It's no wonder there were groans and boos and hisses at the keynote. AJAX excludes "Mac" developers such as the ones who would attend a WWDC.
I think the right decision for Apple would be to allow some third party developers to develop application for iPhone that after acquiring quality/security certificate would be distributed via iTunes.
After all, it was Google who developed Google Maps.
So I decided, I should do the same things. Unfortunately, no edge signal in the theater. It was enjoyable watching her play games. :-)
dw9
Every time someone posts a blanket statement with no underlying knowledge, an Angel loses its wings. Please stop.

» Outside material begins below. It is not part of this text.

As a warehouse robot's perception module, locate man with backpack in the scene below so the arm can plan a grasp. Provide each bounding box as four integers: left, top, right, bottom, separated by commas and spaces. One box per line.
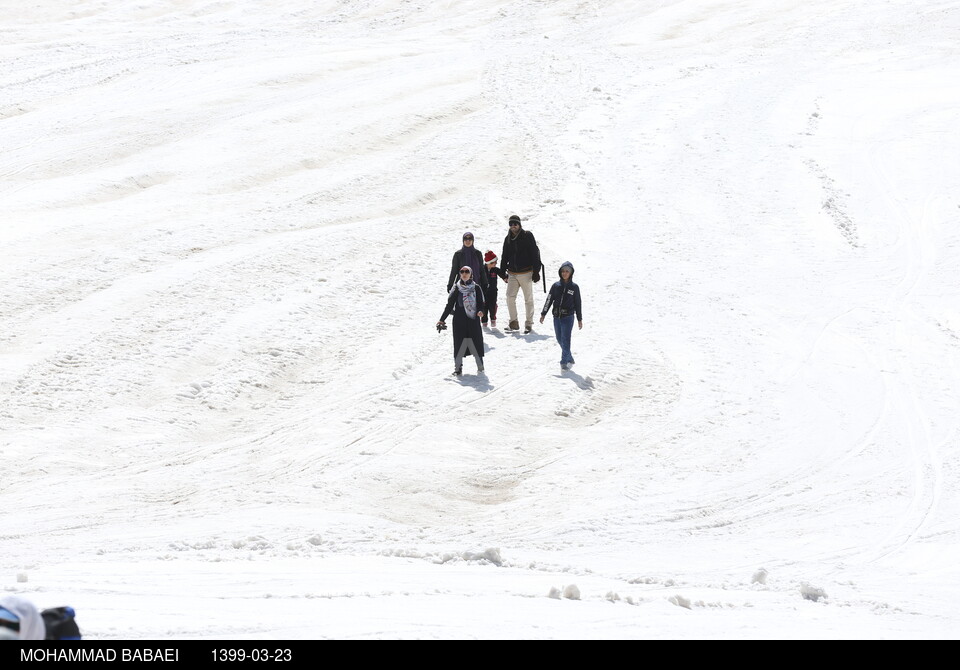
500, 214, 543, 335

And I know, as a software developer of crappy software, the last thing I want to have to add to my already heavy workload is worrying about user's data, larger broadband connections, etc. Its one thing to make a pointless web-app, but the second you need to store customer information/data, you've got to worry about your server's uptime, security, backend database, security, off-site regular backups, security, etc., for everything. That's a lot of extra time and money being spent by the developer.
Oh, and finally, there are the security issues (wait, I think I mentioned those). Some people don't want to store their files or data on-line, or their business rules forbid storing data in such ways. Being able to keep the data in your possession would be a nice feature, wouldn't it?
Especially since, as we all saw from the reports out of the BlackHat and Defcon conventions, the iPhone is so full of security hole potentials and breach possibilities, you may not even want to keep phone numbers on the thing (let alone music, for the one thing we're all concerned about, is people stealing our music and listening to it!).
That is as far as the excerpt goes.